The AWS Cloud provides HIPAA eligible services and solutions. As an AWS customer, you can use these to build solutions for global implementation of mobile devices and sensors in trials, secure capture of streaming Internet of Things (IoT) data, and advanced analytics through visualization tools or AI/ML capabilities. Some of the use cases these services and solutions enable are finding and recruiting patients using smart analytics, facilitating global data management, and remote or in-patient site monitoring. Others include predicting lack of adherence, detecting adverse events, and accelerating trial outcomes along with optimizing trial costs.

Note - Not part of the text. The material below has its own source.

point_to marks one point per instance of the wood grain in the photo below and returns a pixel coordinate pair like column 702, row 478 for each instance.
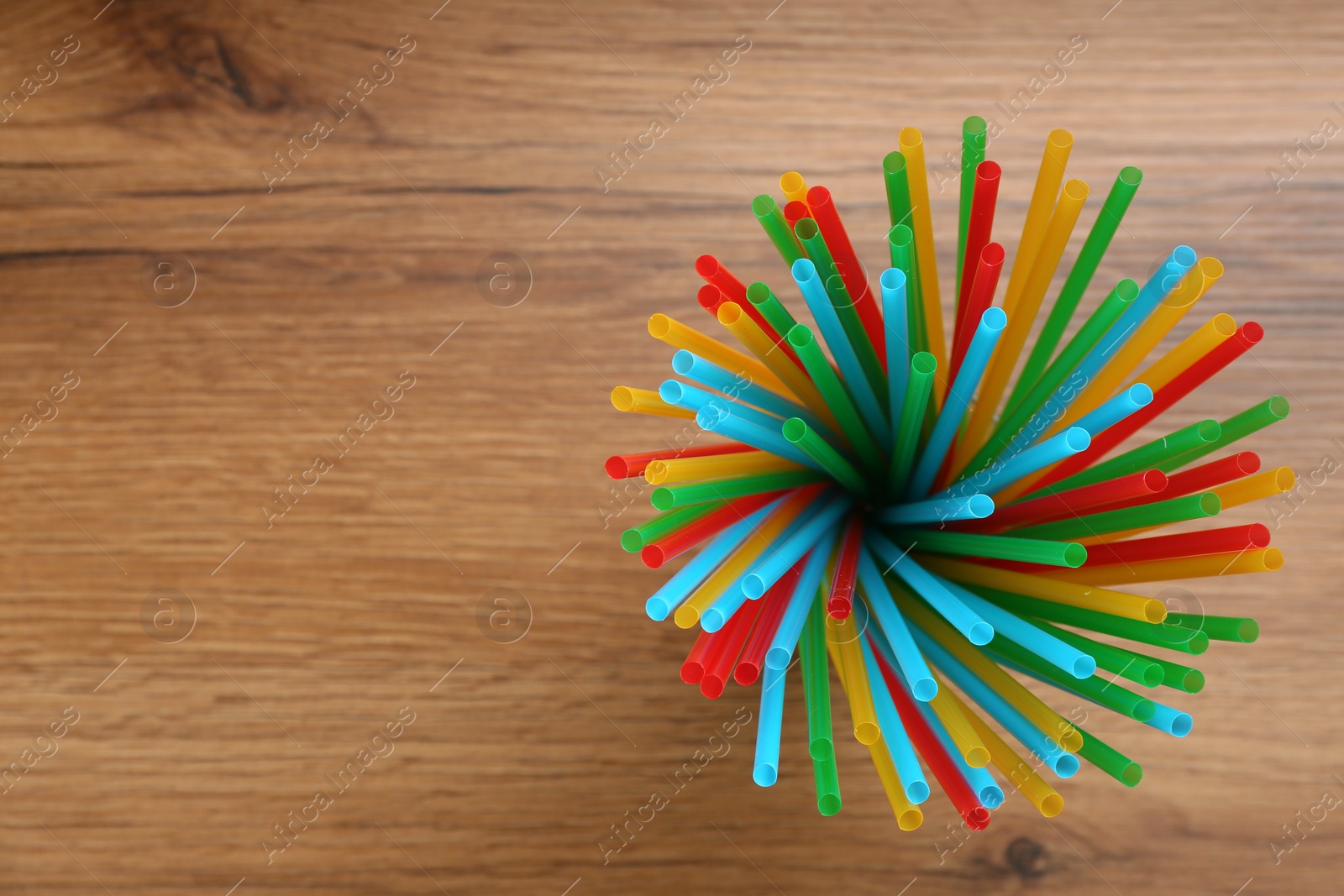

Clinical Trials 2.0 (CT2.0) at AWS is geared toward facilitating wider adoption of cloud-native services to enable data ingestion from disparate sources, cost-optimized and reliable storage, and holistic analytics. At the same time, CT2.0 provides the granular access control, end-to-end security, and global scalability needed to conduct clinical trials more efficiently.

Reference architecture

One of the typical architectures for managing a clinical trial using mobile technologies is shown following. This architecture focuses on capturing real-time data from mobile sources and providing a way to process it.

* – Additional considerations such as data security, access control, and compliance need to be incorporated into the architecture and are discussed in the remainder of this post.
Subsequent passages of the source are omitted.